Double Standard
Jul 24th, 2007 by ashwin
I used to believe this country valued human life more than any other on the globe. But I made a Yankee mistake - I confused “human” with “American.” Don’t worry citizens - your boys in Washington are much clearer on the distinction than yours truly.
Last summer, a speedboat full of Cuban refugees-to-be were caught in a chase between smuggler and enforcer (read this). The smugglers disobeyed, the enforcers shot down their engines, and the boat spun to a halt. A young Cuban woman suffered blunt head trauma. In the two hours it took a tangled, English-speaking chain of command to acknowledge Anay Machado Gonzalez’s injury and do something, she died.
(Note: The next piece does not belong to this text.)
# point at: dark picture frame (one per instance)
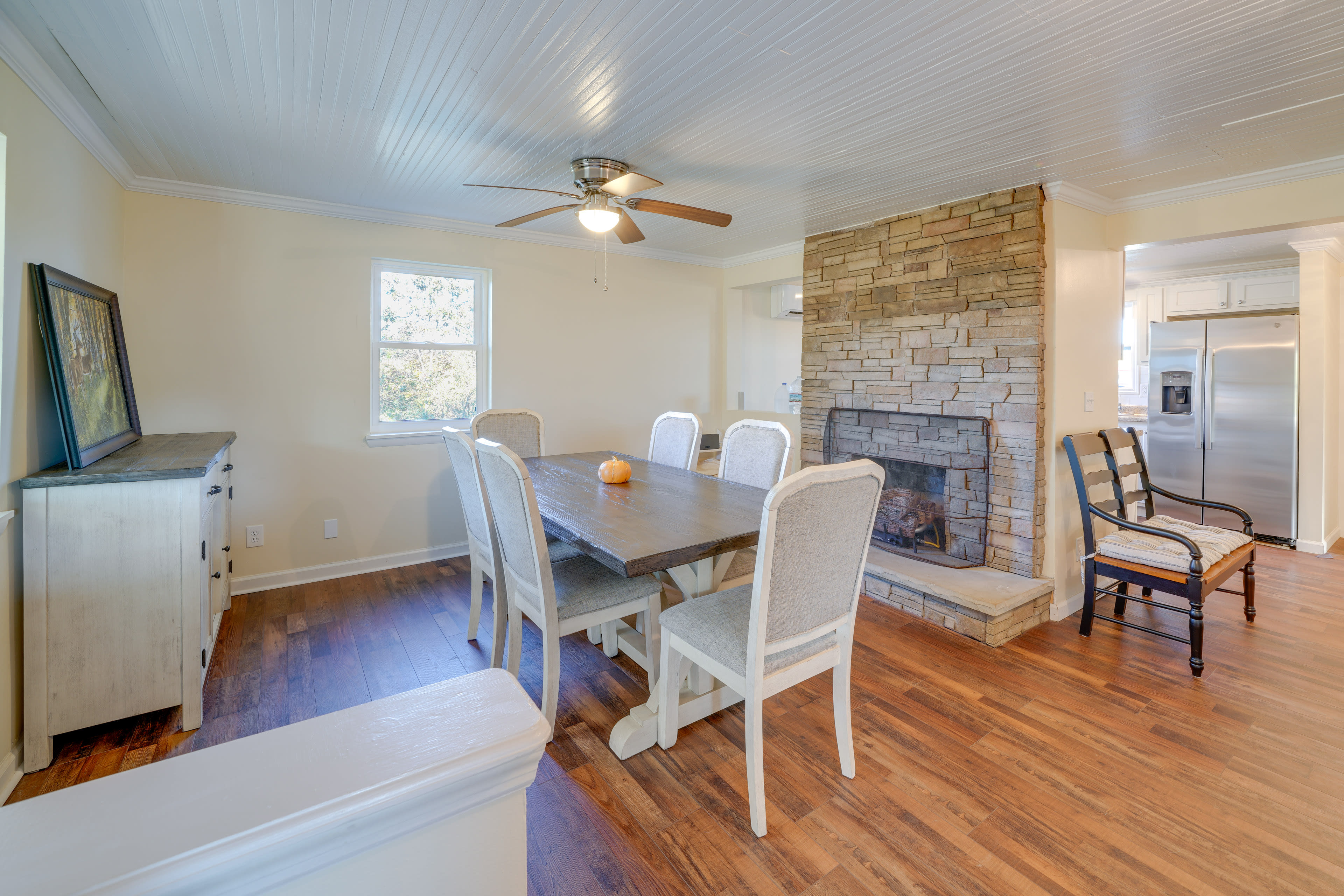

Back at shore, the border security tallied a buzzer-beating victory. The boat was stopped just miles short of Key West. This was imperative. The Coast Guard couldn’t just follow the boat to shore, where the smugglers and refugees would be trapped. They had to shoot them down at sea. Why?
Here comes the second double standard: A Cuban becomes legal the moment their toes touch American sand. (I’m willing to bet my citizenship that a lot of Mexicans and Guatemalans wish their country’s throne was occupied by a communist remnant of the Cold War, too.)
So we shot the boat, killed a Cuban, and avoided having 30 more refugees in Miami. Right? Actually, not quite. Those aspiring refugees were called upon to testify in the smugglers’ trial. And the proceeding was certainly not held at sea.